The discovery of diagnosis, treatment, prognosis-related ncRNAs in PD is challenging, largely owing to the complexity of disease itself, the variability of sample origins (blood-, brain-, urine-, saliva-, or exosome-derived), the non-standardized method using distinct RNA-seq platforms and software pipelines, and inconsistent results of ncRNA candidates in human association studies. Validations of robust ncRNAs relevant to the differential diagnosis between PD, HC or disease controls, and disease progression in motor, psychiatric, cognitive domains should be further clarified with the highest interest. To date, only a short list of ncRNA candidates can be replicated in mechanisms-based experiments using cell or animal models. Most of pathogenic miRNAs in PD which also have significant alteration in human studies were highlighted as aforementioned. Discoveries of safer virus- [17] and novel exosome-based [114] delivery platform associated with highly efficient knockdown system [74] are increasing, mostly related to the use of miRNA [12] and circRNA [8]. Briefly, ncRNA candidates are more promising in the translation from disease-relevant biomarkers to treatment-based druggable targets [36]. The advance in RNA-based therapy from the recent experience of mRNA-based COVID vaccines can certainly make a giant step forward to the development of ncRNA-based disease-modifying treatments in the future.

Concluding remarks

The discovery of novel ncRNAs with diverse biological functions within different species and cell types makes ncRNAs one of the most exciting scientific topics. In this review, we have introduced many ncRNAs, including miRNAs, lncRNAs, piRNAs, circRNAs, and tRFs. MicroRNAs, lncRNAs and circRNAs can serve as diagnostic biomarkers, while miRNAs are the most promising therapeutic targets of PD, especially coupled with exosomal transportation. However, the evidence for piRNAs and tRFs is less convincing at this stage.

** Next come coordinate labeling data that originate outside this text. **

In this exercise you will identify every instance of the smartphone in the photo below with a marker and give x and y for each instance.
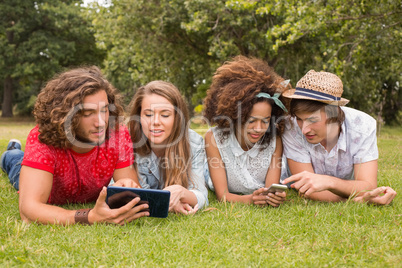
(158, 200)
(277, 188)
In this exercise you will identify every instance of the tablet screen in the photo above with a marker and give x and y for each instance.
(158, 199)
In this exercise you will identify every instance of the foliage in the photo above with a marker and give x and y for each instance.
(298, 234)
(184, 41)
(37, 39)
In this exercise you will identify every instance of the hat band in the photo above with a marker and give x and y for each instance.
(315, 94)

There are still many new classes of ncRNA sequences to be found by higher-throughput, longer-read, and extensive sequencing platforms. A complementary approach using multiple platforms is often recommended when generating RNA profiles or analysing RNA expression. However, their biological functions still warrant further clarification by functional analysis in the pathophysiology of PD.

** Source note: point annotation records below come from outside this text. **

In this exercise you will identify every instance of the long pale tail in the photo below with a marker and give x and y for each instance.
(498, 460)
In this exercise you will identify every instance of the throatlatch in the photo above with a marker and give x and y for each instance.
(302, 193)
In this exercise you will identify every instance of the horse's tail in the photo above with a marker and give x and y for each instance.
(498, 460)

The complex network of ncRNAs with DNA, proteins, and other ncRNAs makes this puzzle hard to unravel. With the help of collaborative sequencing and analytical methods and proper selection of model organisms, we can expect to gain clearer insight to identify disease-relevant ncRNAs as diagnostic biomarkers or therapeutic targets of PD in all biological aspects in the near future.